Those cheap fixtures are substandard, in my opinion.
I think you're better off buying commercial grade used fixtures,, or at least using a better ballast.
Many people have recommended upgrading to the newer electronic ballasts and there are some more efficient options.
The HO and VHO are designed for cold weather, which always affects fluorescents.
I was in a huge distribution warehouse with 30 or 40 foot ceilings.
It is entirely lit in 4 foot ceiling fixtures and bright.
I haven't researched the upgrades, but the consensus is that they work.
I found some ballasts that will accept a very wide range of voltages, so more tolerant of the electrics.
I can assure you of better brightness, especially in cold weather with even a good used ballast.
I don't know if your starting problems will go away with better ballasts, in terms of overloading the inverter.
They all take more power to start when cold.
If you want me to research options, I could do that.
I have paid about $10 each for nice 2-tube fixtures used.
Regarding fog lamps, there are dust storms and dust storms.
The real goal is driving with adequate visibility and the difference is dramatic in bad conditions with the right pattern.
On the highway, it can mean passing someone while going 40 mph, who can't see to safely go 5 mph.
I rarely use them, but when I have, it's been a lifesaver.
And you can get by with a single good one.
FYI, size matters with fogs because the light comes only from the reflector.
You can certainly get by without them on the playa, especially with a highly lit vehicle, but in a persistent wind, it might mean the difference between being stuck somewhere and limping back to camp safely.
http://www.danielsternlighting.com/tech ... lamps.html
By the way, I use a driving light made with a shrouded bulb like a fog lamp but with the long range pattern.
It is quite unusual in the beam control.
It is the last of the Marchal line still available.
(I don't use amber.)
This is an example of a european low beam pattern.

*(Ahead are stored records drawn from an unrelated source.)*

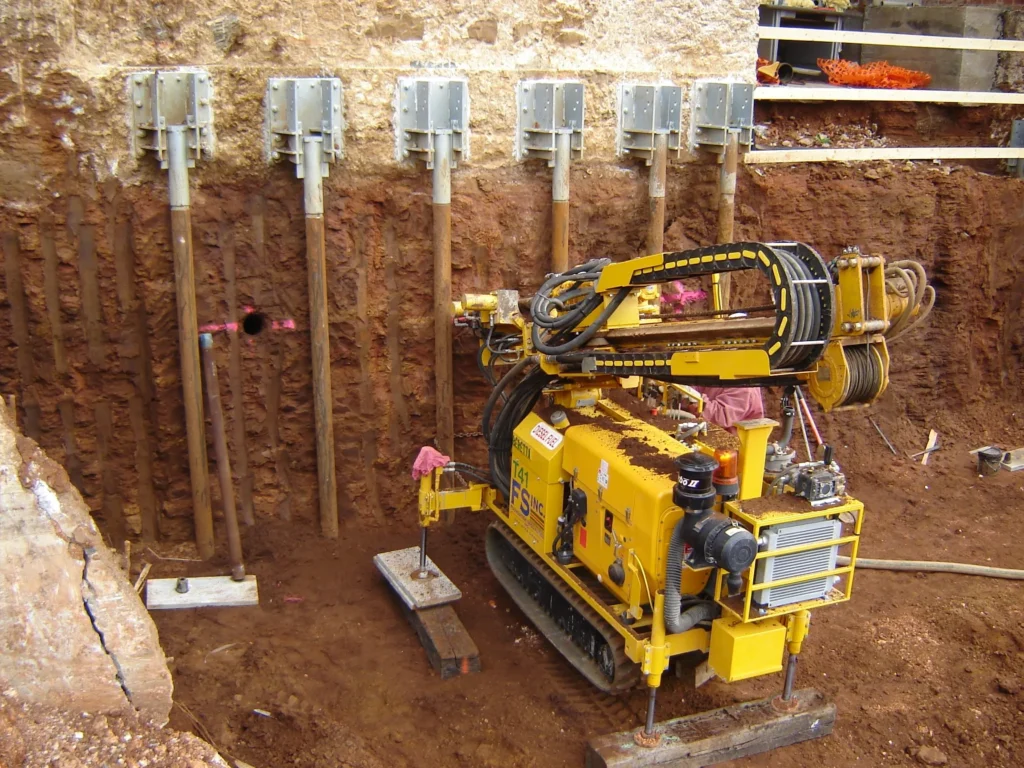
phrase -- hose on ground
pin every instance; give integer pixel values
(932, 567)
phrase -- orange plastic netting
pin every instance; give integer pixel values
(875, 75)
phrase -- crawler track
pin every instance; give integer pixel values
(573, 628)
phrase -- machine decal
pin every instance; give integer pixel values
(546, 435)
(526, 503)
(521, 446)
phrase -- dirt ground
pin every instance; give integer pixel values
(912, 660)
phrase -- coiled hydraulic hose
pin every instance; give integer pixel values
(908, 280)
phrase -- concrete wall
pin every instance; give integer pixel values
(72, 58)
(74, 634)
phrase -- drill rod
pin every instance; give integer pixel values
(655, 194)
(648, 728)
(441, 195)
(791, 676)
(323, 401)
(184, 285)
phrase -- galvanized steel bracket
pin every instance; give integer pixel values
(646, 110)
(301, 108)
(718, 109)
(545, 109)
(425, 107)
(166, 97)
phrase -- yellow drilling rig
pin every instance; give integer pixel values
(629, 544)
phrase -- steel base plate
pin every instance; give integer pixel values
(399, 568)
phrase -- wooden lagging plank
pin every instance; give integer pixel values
(719, 735)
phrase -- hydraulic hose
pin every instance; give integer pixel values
(488, 407)
(677, 620)
(931, 566)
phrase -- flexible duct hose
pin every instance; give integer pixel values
(930, 566)
(677, 620)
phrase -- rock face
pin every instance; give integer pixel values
(73, 632)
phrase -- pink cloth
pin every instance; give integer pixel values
(726, 406)
(675, 296)
(427, 461)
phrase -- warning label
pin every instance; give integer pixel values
(546, 435)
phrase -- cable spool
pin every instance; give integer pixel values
(866, 375)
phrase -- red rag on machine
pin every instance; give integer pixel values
(726, 406)
(427, 461)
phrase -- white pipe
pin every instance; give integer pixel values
(441, 173)
(563, 157)
(177, 165)
(934, 567)
(312, 177)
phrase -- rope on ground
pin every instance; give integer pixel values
(935, 567)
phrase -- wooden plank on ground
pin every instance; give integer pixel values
(855, 37)
(225, 243)
(19, 329)
(844, 93)
(204, 592)
(719, 735)
(450, 648)
(862, 154)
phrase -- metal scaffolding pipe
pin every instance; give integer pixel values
(560, 203)
(221, 456)
(318, 334)
(441, 182)
(655, 194)
(726, 213)
(184, 287)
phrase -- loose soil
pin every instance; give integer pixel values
(934, 660)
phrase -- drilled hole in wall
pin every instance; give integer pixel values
(253, 324)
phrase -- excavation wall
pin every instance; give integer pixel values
(88, 312)
(74, 634)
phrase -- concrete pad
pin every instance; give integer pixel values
(397, 568)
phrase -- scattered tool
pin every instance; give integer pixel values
(629, 546)
(933, 438)
(882, 434)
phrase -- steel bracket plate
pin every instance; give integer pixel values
(299, 108)
(165, 97)
(425, 107)
(718, 109)
(544, 109)
(1016, 165)
(646, 110)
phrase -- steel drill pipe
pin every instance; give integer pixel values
(184, 288)
(560, 203)
(726, 214)
(320, 336)
(655, 195)
(220, 455)
(441, 183)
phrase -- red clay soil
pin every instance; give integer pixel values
(934, 660)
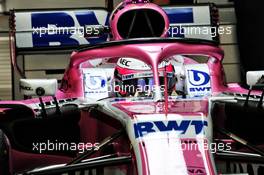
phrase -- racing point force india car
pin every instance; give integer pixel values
(182, 118)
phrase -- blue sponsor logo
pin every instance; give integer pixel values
(95, 82)
(144, 128)
(198, 78)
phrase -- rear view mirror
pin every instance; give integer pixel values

Note the rise on the right to light the side of the road.
You can see some visibility above the cutoff, which would not be there with a fog beam.
This pattern is superb in fog and rain, up to a point and then it fails.
In extreme conditions, fog lamps are not
used with low beams.
On the playa, it would be necessary to dim scattered lighting in worst conditions.
Euro code headlamps are available in external mount housings at good prices, as are universal bolt-on setups.
Sometimes for tractors, bikes, etc they are not labeled as such.
The E1 emblem should be visible on the lens.